How to remove duplicates in lists with Python ?

To remove duplicates from a list in Python while optionally preserving order, use the following methods:

1. Using a Set (Order Not Preserved)

Convert the list to a set to remove duplicates, then back to a list.
Note: This method does not preserve the original order.

original_list = [2, 3, 2, 1, 5, 4, 4]
unique_list = list(set(original_list))
print(unique_list)  # Output (order varies): [1, 2, 3, 4, 5]

2. Using a Loop and seen Set (Order Preserved)

Iterate through the list and append elements to a new list only if they haven’t been seen before.
Preserves the order of first occurrence.

original_list = [2, 3, 2, 1, 5, 4, 4]
seen = set()
unique_list = []
for item in original_list:
    if item not in seen:
        seen.add(item)
        unique_list.append(item)
print(unique_list)  # Output: [2, 3, 1, 5, 4]

3. Using dict.fromkeys() (Order Preserved in Python 3.7+)

Convert the list to a dictionary (keys are unique), then back to a list.
Preserves order in Python 3.7+:

original_list = [2, 3, 2, 1, 5, 4, 4]
unique_list = list(dict.fromkeys(original_list))
print(unique_list)  # Output: [2, 3, 1, 5, 4]

4. Using OrderedDict (Order Preserved in Older Python Versions)

For Python <3.7, use collections.OrderedDict:

from collections import OrderedDict
original_list = [2, 3, 2, 1, 5, 4, 4]
unique_list = list(OrderedDict.fromkeys(original_list))
print(unique_list)  # Output: [2, 3, 1, 5, 4]

5. Using List Comprehension (Order Preserved)

Combine a seen set with a list comprehension for brevity:

original_list = [2, 3, 2, 1, 5, 4, 4]
seen = set()
unique_list = [x for x in original_list if not (x in seen or seen.add(x))]
print(unique_list)  # Output: [2, 3, 1, 5, 4]

6. Using itertools.groupby (Sorted List Only)

Remove consecutive duplicates after sorting the list:

from itertools import groupby
original_list = [2, 3, 2, 1, 5, 4, 4]
sorted_list = sorted(original_list)  # Sort first
unique_list = [k for k, _ in groupby(sorted_list)]
print(unique_list)  # Output: [1, 2, 3, 4, 5] (order changed)

7. Handling Unhashable Elements (e.g., Lists of Lists)

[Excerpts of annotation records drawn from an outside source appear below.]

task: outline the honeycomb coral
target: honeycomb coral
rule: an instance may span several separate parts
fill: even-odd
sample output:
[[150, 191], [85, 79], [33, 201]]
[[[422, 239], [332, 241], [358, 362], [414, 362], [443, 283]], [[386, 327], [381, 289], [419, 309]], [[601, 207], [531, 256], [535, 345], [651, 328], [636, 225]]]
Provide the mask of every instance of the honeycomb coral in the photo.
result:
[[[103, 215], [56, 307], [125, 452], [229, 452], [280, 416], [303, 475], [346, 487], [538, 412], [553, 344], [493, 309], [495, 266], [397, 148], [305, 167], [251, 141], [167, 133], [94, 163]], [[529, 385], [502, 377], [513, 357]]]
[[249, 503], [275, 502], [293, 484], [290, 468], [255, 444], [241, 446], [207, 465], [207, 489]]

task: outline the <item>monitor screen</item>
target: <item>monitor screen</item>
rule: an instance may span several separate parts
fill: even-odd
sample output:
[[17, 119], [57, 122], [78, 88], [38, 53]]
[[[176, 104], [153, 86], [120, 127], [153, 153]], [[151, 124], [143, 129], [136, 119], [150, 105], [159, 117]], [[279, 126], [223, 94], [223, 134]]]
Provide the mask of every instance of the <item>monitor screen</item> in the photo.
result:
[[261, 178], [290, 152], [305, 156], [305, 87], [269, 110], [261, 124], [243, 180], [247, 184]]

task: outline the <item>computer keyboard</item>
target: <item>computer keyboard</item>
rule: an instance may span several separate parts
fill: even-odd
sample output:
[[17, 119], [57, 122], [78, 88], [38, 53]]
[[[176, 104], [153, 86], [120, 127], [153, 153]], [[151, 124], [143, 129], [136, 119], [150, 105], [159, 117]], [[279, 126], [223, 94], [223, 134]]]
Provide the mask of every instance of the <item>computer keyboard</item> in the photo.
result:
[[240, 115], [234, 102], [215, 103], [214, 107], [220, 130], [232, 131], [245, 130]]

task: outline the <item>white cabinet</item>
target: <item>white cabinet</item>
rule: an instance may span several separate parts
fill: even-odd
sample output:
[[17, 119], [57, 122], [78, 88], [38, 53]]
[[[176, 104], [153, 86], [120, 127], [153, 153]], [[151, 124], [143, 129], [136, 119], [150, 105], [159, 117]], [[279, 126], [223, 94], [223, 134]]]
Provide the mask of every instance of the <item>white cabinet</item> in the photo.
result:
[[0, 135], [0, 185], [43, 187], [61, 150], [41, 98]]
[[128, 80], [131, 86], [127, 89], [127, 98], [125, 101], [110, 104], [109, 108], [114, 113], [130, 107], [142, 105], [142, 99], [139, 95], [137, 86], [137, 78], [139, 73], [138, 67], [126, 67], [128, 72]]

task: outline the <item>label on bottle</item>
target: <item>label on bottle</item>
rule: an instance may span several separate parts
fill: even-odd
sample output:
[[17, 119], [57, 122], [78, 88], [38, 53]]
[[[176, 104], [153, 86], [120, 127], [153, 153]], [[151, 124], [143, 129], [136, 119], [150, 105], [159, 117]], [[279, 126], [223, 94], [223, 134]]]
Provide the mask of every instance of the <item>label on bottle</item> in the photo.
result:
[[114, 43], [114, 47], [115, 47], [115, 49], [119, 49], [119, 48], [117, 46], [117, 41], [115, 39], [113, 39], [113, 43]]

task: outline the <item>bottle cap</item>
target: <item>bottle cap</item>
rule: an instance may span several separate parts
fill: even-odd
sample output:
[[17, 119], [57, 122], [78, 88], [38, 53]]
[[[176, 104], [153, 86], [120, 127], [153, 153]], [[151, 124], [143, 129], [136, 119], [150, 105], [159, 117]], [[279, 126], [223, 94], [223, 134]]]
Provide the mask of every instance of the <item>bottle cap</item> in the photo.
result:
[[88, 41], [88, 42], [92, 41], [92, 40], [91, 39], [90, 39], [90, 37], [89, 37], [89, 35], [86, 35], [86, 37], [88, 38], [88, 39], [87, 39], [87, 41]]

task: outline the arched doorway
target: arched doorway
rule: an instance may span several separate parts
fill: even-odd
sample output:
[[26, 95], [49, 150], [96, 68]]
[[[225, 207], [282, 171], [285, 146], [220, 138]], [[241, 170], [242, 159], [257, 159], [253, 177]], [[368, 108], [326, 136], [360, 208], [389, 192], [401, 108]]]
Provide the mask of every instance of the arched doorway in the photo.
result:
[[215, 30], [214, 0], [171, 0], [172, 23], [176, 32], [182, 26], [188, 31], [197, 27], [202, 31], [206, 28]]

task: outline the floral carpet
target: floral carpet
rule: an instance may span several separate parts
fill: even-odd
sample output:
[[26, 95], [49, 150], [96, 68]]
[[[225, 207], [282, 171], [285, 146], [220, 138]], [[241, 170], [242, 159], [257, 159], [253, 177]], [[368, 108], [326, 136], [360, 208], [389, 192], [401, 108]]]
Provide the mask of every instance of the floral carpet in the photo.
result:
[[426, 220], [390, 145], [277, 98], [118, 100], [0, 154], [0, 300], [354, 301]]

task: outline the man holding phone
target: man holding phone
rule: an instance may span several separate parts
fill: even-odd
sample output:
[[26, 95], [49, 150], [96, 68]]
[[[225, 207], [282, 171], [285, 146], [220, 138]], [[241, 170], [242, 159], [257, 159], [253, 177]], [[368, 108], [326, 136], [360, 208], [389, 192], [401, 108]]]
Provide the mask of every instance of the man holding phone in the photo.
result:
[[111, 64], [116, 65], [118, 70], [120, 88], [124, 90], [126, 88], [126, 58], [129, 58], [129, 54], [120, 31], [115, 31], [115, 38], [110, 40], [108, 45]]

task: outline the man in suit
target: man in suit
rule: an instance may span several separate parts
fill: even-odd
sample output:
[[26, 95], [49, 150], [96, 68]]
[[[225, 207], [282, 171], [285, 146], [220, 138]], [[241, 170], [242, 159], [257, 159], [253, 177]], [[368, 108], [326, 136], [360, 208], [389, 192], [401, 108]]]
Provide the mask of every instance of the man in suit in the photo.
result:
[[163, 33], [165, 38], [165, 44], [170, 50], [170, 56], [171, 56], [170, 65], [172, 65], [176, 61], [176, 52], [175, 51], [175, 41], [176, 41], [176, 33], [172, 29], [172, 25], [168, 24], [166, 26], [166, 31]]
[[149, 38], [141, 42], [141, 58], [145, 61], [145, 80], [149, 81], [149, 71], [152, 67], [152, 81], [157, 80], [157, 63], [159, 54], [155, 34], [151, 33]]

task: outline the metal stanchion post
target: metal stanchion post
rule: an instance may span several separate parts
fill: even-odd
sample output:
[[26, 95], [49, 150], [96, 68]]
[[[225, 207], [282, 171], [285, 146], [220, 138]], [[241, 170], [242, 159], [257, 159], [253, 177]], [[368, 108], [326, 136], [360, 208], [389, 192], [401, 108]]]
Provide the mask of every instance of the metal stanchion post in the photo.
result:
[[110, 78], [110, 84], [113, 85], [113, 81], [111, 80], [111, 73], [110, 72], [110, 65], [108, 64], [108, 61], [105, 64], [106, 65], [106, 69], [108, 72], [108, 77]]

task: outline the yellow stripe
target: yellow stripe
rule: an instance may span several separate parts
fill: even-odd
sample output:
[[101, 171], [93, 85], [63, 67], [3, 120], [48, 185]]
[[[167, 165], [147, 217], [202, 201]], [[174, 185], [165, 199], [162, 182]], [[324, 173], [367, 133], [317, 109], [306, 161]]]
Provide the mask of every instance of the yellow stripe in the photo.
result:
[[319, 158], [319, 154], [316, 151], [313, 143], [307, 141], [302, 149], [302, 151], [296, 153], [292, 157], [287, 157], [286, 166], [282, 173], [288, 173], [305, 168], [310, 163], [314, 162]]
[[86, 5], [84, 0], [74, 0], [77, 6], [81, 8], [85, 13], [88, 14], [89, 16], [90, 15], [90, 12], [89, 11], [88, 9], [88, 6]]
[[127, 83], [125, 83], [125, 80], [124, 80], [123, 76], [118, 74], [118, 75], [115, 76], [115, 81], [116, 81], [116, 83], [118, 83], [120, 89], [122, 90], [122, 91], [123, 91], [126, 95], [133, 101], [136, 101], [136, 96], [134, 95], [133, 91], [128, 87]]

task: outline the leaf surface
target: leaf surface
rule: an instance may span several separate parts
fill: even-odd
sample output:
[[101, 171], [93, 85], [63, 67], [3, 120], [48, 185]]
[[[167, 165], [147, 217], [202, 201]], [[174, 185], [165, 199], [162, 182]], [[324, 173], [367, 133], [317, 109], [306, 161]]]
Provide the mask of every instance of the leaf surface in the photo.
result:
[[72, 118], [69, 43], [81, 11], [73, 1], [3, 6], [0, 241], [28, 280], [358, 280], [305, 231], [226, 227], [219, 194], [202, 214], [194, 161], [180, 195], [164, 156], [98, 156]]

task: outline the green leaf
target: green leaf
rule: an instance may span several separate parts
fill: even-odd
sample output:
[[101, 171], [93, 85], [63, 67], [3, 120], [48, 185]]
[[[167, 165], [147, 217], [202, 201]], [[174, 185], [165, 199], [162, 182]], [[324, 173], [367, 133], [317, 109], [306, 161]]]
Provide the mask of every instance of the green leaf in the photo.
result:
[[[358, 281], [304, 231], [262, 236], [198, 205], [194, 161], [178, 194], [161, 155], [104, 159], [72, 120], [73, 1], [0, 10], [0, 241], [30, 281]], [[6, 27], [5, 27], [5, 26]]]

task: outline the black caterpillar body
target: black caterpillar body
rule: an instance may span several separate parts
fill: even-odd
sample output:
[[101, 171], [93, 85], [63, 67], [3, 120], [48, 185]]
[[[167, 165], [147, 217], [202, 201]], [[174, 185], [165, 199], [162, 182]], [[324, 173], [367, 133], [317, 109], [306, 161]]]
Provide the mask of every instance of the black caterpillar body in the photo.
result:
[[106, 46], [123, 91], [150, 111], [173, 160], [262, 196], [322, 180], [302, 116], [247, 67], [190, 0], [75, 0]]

For lists containing unhashable elements (like nested lists), convert elements to hashable types first:

original_list = [[1, 2], [3], [1, 2], [4, 5]]
seen = set()
unique_list = []
for sublist in original_list:
    # Convert list to tuple (hashable)
    tuple_sublist = tuple(sublist)
    if tuple_sublist not in seen:
        seen.add(tuple_sublist)
        unique_list.append(sublist)
print(unique_list)  # Output: [[1, 2], [3], [4, 5]]

Summary Table

MethodOrder Preserved?Time ComplexityUse Case
set()❌ NoO(n)Quick deduplication, order irrelevant
Loop + seen set✅ YesO(n)Order matters, general use
dict.fromkeys()✅ Yes (Python 3.7+)O(n)Concise, modern Python
OrderedDict✅ YesO(n)Python <3.7 compatibility
List Comprehension + seen✅ YesO(n)Compact code
itertools.groupby❌ No (sorted)O(n log n)Sorted lists, consecutive duplicates

Key Takeaways

  • Preserve Order: Use dict.fromkeys() (Python 3.7+), loop with seen, or OrderedDict.
  • Speed: The set() method is fastest but doesn’t preserve order.
  • Unhashable Elements: Convert elements to hashable types (e.g., tuples) first.

By choosing the right method, you can efficiently remove duplicates while meeting your specific needs!